P
P-value
Definition
The p-value is the probability of obtaining test results at least as extreme as the observed results, assuming the null hypothesis is true. A small p-value (typically ≤ 0.05) suggests strong evidence against the null hypothesis, leading researchers to reject it. It does not indicate the probability that the null hypothesis is true, nor the size of an effect.
Formula
P = P(T \geq t_{obs} \mid H_0) \quad \text{(one-tailed right)} P = 2 \times P(T \geq |t_{obs}| \mid H_0) \quad \text{(two-tailed)}
In-Depth Explanation
The p-value is a fundamental concept in statistical hypothesis testing that measures how compatible the observed data are with a null hypothesis (H₀). Formally, it represents the probability of obtaining a test statistic at least as extreme as the one observed, given that the null hypothesis is actually true. In equation form, for a right-tailed test:
P-value = P(T ≥ t_obs | H₀ is true)
For a two-tailed test (most common), it becomes:
P-value = 2 × P(T ≥ |t_obs| | H₀ is true)
where T is the test statistic distribution under the null.
Interpretation guidelines:
- p ≤ 0.05: Statistically significant at the 5% level → reject H₀ (common threshold in most scientific fields)
- p ≤ 0.01: Significant at the 1% level → stronger evidence against H₀
- p ≤ 0.001: Very strong evidence (often used in high-stakes research)
- p > 0.05: Not statistically significant → fail to reject H₀ (but this does NOT prove H₀ is true)

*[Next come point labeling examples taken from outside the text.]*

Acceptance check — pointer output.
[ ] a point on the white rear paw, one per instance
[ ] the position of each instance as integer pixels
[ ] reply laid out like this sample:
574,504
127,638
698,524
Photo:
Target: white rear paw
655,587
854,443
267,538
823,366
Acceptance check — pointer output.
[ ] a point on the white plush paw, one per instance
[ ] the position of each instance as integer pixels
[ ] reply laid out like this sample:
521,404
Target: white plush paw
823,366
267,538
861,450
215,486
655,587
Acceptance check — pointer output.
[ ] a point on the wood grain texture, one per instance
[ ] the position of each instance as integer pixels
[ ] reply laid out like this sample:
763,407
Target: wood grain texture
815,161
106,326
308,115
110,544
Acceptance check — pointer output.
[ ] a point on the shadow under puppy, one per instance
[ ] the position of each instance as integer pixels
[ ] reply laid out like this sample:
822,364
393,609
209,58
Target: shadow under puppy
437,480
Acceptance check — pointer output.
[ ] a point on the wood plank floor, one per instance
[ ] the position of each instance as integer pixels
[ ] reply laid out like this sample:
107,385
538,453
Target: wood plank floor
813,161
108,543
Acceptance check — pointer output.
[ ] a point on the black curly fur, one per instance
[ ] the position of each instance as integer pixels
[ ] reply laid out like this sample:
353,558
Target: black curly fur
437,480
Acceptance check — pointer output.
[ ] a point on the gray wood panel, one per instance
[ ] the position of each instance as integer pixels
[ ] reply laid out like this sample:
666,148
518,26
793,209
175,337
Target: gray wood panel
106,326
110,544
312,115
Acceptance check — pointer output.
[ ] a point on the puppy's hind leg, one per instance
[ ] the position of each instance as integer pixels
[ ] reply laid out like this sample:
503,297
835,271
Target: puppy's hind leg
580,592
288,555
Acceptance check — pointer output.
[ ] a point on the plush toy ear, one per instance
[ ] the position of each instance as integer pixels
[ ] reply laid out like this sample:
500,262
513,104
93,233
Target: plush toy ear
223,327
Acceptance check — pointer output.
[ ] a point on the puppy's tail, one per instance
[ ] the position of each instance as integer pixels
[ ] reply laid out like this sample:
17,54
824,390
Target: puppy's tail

Key points to understand correctly:
1. The p-value is NOT the probability that the null hypothesis is true. It only tells us about the data under the assumption that H₀ is true.
2. A small p-value does NOT mean the effect is large or practically important — it only indicates incompatibility with H₀.
3. A large p-value does NOT prove the null hypothesis — it simply means the data do not provide strong evidence against it.
4. P-values depend heavily on sample size: very large samples can produce tiny p-values even for trivial effects, while small samples may fail to detect real effects (low statistical power).
One-tailed vs two-tailed tests:
- One-tailed: Used when the research hypothesis is directional (e.g., "new drug is better than placebo" → only test greater than).
- Two-tailed: Tests for any difference (more conservative, most common in exploratory research).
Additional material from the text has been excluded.